Probleme für ansässiges Gewerbe
Gewerbetreibende können bis zu 30 Prozent ihres Umsatzes wegen des fehlenden Durchgangsverkehrs verlieren. Bei gleichbleibenden Kosten ist das existenzbedrohend. Die Gewerbetreibenden haben teilweise zehnjährige und längere Mietverträge. Die Änderung ihrer Lage von einer Durchfahrtsstraße zu einer Sackgasse führt zur Insolvenz – der Firma und auch privat.
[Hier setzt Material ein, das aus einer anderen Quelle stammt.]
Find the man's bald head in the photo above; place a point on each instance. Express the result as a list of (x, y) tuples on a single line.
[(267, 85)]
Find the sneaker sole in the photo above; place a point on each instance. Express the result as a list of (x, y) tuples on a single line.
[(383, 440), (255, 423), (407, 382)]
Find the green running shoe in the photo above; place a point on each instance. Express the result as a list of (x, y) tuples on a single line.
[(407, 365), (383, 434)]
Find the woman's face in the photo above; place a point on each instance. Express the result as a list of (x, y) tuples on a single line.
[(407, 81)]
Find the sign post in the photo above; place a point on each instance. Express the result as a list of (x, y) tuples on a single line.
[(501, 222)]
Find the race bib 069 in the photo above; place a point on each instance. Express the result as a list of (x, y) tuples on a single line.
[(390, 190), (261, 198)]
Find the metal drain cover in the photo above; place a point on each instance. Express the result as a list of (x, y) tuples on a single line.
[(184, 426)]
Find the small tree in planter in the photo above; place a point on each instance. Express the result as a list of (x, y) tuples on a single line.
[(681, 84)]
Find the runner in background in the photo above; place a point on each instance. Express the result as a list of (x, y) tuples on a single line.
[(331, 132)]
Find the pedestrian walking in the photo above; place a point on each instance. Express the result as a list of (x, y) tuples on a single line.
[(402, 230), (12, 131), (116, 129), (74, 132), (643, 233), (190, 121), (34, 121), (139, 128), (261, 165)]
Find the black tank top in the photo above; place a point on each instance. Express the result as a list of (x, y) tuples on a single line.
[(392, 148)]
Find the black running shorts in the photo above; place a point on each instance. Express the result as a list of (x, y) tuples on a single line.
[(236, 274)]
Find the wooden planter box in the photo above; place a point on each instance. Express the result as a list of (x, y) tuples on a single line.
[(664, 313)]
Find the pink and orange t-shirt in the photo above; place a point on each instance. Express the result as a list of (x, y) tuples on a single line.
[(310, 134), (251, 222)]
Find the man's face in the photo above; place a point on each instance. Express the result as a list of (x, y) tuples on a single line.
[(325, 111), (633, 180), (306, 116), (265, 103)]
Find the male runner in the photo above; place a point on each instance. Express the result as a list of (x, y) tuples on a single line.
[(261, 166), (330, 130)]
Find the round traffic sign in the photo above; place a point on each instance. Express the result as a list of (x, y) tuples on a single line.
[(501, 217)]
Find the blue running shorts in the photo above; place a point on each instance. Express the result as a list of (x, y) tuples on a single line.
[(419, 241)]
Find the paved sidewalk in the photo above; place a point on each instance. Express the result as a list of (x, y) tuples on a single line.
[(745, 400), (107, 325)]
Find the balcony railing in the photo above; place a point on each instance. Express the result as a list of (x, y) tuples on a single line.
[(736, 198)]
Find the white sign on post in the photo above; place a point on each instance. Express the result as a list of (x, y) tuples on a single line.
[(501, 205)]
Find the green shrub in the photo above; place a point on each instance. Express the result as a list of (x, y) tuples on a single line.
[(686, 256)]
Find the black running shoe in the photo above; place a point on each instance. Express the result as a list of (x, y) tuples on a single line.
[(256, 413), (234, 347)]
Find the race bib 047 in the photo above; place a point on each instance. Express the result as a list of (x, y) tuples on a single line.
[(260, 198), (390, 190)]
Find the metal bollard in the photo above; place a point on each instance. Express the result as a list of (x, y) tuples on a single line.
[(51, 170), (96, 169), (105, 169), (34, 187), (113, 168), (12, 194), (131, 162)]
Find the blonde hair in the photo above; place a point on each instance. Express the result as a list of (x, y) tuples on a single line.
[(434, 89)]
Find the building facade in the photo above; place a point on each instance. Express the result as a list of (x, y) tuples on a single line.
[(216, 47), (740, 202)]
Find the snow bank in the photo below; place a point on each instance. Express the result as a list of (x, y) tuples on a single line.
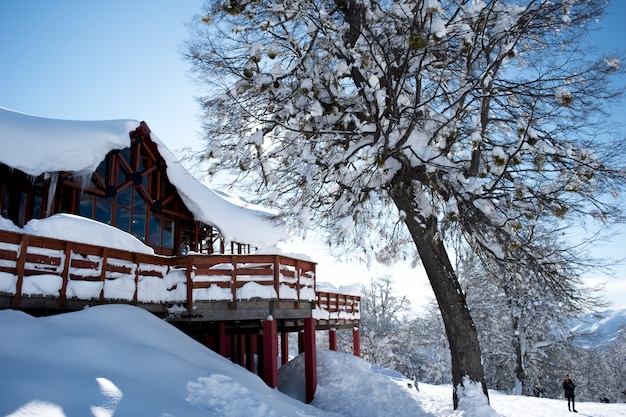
[(118, 360), (348, 385)]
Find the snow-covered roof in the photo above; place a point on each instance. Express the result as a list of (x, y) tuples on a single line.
[(37, 145)]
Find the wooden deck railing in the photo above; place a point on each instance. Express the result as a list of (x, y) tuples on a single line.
[(338, 303), (44, 266)]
Hinzu kommt, dass nicht nur für die Kunden die Wege zu den Unternehmen länger werden, auch Angestellte und Lieferanten benötigen mehr Zeit und haben höhere Kosten.
Bedenkliche Umsetzung der Kiezblocks
Der gemeinnützige Verein Changing Cities e.V. (CC) verfolgt das Ziel einer „Verkehrswende von unten“. Um für einige Menschen Ruhe in einer Stadt zu schaffen, werden Strukturen des täglichen Lebens wie Handwerk, Warenlieferung, Feuerwehr, schnelle medizinische Hilfe, Pflegedienste, Seniorenbetreuung, ÖPNV, Taxis und viele weitere eingeschränkt. CC hat bereits 70 sogenannte Kiezblock-Initiativen in Berlin angestoßen. Drei davon befinden sich in Lichtenberg: Kaskelkiez, Weitlingkiez und Alt-Lichtenberg. Weitere sollen folgen.
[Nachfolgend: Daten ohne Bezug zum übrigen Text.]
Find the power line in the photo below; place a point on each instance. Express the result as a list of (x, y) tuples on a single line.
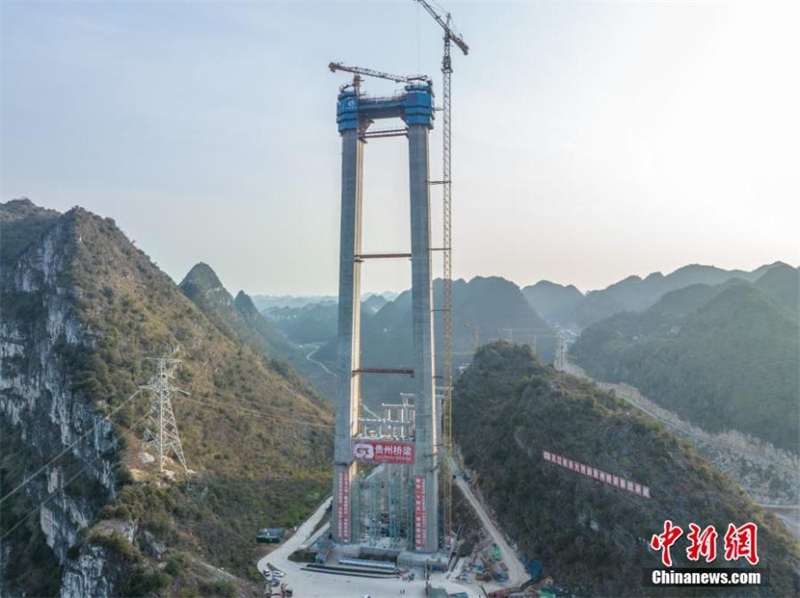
[(59, 490), (68, 449)]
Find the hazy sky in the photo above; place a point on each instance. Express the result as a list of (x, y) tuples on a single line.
[(591, 140)]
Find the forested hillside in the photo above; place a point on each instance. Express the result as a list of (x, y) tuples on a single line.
[(83, 310), (593, 538), (723, 357)]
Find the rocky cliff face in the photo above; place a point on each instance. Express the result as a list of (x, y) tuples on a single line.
[(59, 432), (86, 511)]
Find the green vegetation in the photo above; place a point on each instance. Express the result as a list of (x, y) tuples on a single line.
[(257, 436), (593, 538), (21, 225), (721, 357)]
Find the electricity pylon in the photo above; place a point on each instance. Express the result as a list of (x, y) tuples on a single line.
[(162, 431)]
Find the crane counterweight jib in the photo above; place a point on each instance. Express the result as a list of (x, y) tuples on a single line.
[(357, 70), (445, 24)]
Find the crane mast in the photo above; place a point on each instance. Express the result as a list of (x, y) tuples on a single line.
[(450, 36)]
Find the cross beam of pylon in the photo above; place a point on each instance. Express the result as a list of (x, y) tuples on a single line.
[(162, 430)]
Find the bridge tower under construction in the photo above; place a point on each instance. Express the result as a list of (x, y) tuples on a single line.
[(404, 446)]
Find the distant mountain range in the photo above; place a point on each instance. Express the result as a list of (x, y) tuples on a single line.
[(593, 537), (82, 311), (723, 356), (566, 306)]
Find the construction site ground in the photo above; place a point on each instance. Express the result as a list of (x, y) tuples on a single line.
[(478, 532)]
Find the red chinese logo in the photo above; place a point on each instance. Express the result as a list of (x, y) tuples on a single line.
[(664, 541), (741, 542), (703, 543)]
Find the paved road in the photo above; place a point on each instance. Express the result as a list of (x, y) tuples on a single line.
[(316, 347), (516, 570)]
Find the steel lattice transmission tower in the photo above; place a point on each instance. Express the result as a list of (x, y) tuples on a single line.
[(162, 430), (450, 35)]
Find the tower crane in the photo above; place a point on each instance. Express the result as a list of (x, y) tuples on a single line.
[(450, 36), (358, 71)]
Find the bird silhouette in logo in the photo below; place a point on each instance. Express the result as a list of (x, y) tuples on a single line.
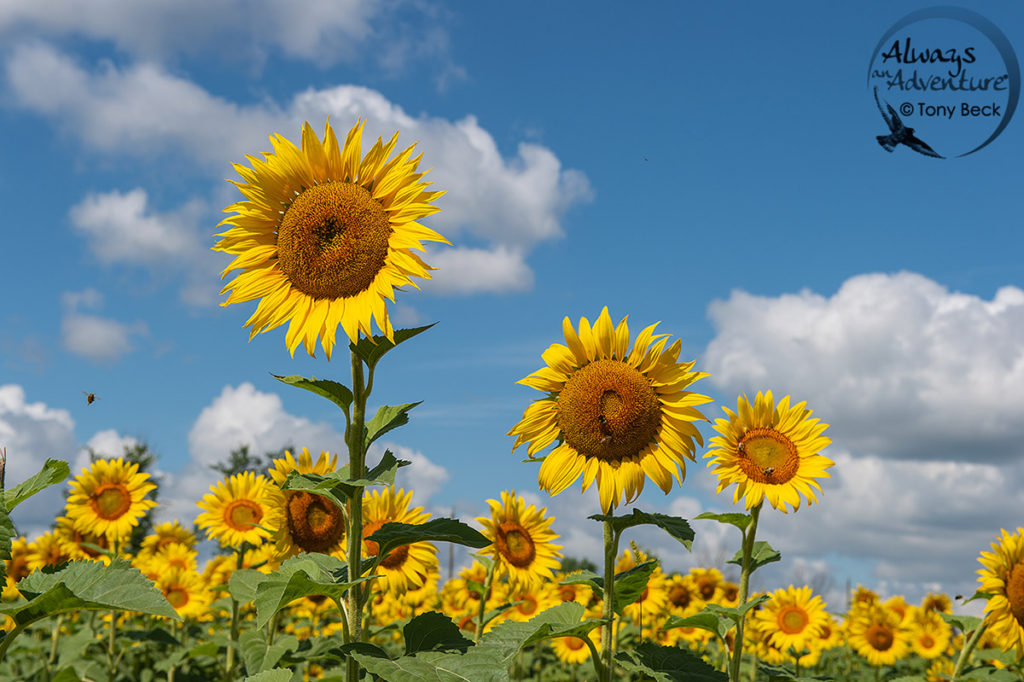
[(898, 133)]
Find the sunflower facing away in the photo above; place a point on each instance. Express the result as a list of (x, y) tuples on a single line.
[(233, 511), (769, 452), (109, 499), (326, 235), (522, 541), (619, 414), (1003, 578)]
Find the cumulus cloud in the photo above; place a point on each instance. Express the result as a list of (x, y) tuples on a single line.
[(325, 32), (899, 365), (506, 205), (99, 339)]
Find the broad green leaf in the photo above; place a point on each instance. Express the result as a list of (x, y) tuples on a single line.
[(372, 350), (713, 623), (53, 471), (967, 624), (257, 655), (762, 554), (243, 584), (433, 631), (631, 584), (387, 418), (275, 675), (675, 526), (668, 664), (732, 518), (735, 613), (340, 394), (392, 536), (588, 578), (303, 576), (91, 586)]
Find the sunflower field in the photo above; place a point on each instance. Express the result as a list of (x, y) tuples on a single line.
[(326, 570)]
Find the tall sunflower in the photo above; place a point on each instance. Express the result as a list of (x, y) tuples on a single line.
[(233, 511), (619, 415), (1003, 578), (522, 541), (406, 566), (326, 235), (306, 522), (109, 499), (769, 452)]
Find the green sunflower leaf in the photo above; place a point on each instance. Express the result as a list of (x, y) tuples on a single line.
[(762, 554), (392, 536), (732, 518), (713, 623), (387, 419), (433, 632), (340, 394), (53, 471), (668, 664), (372, 350), (631, 584), (675, 526), (88, 586)]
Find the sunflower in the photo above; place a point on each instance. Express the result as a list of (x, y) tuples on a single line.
[(875, 633), (325, 236), (184, 590), (109, 499), (1003, 578), (235, 508), (306, 522), (619, 415), (792, 619), (769, 452), (522, 541), (404, 566)]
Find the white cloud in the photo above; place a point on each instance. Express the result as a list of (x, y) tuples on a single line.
[(897, 364), (33, 432), (324, 32), (506, 204), (99, 339)]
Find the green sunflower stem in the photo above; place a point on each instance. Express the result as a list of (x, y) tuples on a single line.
[(607, 636), (744, 584), (968, 649), (356, 467)]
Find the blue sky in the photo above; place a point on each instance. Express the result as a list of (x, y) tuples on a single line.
[(712, 169)]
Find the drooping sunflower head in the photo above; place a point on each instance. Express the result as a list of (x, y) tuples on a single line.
[(236, 509), (326, 235), (306, 522), (769, 452), (1001, 576), (404, 566), (109, 499), (523, 542), (619, 414)]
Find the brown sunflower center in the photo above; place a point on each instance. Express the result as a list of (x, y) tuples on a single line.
[(793, 620), (515, 544), (879, 637), (177, 596), (315, 523), (768, 457), (608, 410), (1015, 592), (333, 240), (242, 515), (111, 501), (396, 557)]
Augenmaß statt Aktionismus
Der angestrebte Bürgerentscheid richtet sich nicht pauschal gegen Verkehrsberuhigung. Diese kann sinnvoll und sogar notwendig sein. Mit dem Entscheid soll sichergestellt werden, dass keine unverhältnismäßigen Maßnahmen ergriffen werden. Anstatt Straßen für den Pkw-Verkehr komplett zu sperren, sollten Bodenschwellen, wie z. B. Berliner Kissen, Fußgängerüberwege oder punktuelle Straßeneinengungen genutzt werden.
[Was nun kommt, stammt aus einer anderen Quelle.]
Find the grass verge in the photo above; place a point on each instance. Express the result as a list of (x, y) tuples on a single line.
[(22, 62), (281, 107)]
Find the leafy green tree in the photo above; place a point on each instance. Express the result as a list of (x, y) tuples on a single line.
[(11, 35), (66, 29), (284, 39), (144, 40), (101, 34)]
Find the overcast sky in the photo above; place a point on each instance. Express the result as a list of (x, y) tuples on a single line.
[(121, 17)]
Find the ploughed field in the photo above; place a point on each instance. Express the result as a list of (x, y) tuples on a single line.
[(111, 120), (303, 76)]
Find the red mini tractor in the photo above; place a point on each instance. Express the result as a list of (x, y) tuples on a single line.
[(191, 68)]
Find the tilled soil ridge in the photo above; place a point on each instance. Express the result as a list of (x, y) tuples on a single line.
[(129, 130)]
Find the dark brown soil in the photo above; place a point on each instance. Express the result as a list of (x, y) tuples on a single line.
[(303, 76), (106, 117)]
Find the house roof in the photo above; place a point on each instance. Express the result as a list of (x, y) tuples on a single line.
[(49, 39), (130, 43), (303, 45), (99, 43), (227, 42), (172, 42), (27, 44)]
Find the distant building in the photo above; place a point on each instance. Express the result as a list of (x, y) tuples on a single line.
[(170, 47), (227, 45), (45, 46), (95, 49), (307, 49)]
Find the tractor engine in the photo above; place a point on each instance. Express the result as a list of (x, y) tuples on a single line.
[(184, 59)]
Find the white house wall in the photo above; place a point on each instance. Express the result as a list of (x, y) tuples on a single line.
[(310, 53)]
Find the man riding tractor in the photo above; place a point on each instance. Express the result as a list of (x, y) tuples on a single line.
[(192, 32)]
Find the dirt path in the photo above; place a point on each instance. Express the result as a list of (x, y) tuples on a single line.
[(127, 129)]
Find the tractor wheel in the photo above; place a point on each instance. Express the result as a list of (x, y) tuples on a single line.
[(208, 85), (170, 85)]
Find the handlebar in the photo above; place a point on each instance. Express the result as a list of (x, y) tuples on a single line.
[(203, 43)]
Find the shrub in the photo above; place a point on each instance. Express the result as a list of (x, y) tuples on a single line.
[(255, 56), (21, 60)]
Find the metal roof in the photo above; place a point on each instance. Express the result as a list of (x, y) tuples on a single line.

Bedrohliches Fernziel der bisherigen Verkehrsberuhigungsmaßnahmen
Fernziel der „Verkehrswende von unten“ ist es, den individuellen Pkw-Verkehr aus den Städten zu verbannen. Es wird unterstellt, dass alle Menschen bei jedem Wind und Wetter mit dem Fahrrad oder dem ÖPNV ausreichend mobil sein können. Das ist falsch. Die Zukunft gehört umweltfreundlichen Antriebstechnologien und dem autonomen Fahren, aber nicht dem Versperren des kürzesten Weges durch Poller. Kiezblocks sind keine Projekte mit einem positiv nach vorn gerichteten Zukunftsziel. Wer die Vision attraktiv findet, in einem Dorf zu leben, möge bitte in ein Dorf ziehen, aber nicht den Städten ihren urbanen Charakter, ihre Lebendigkeit und ihre Funktionalität nehmen.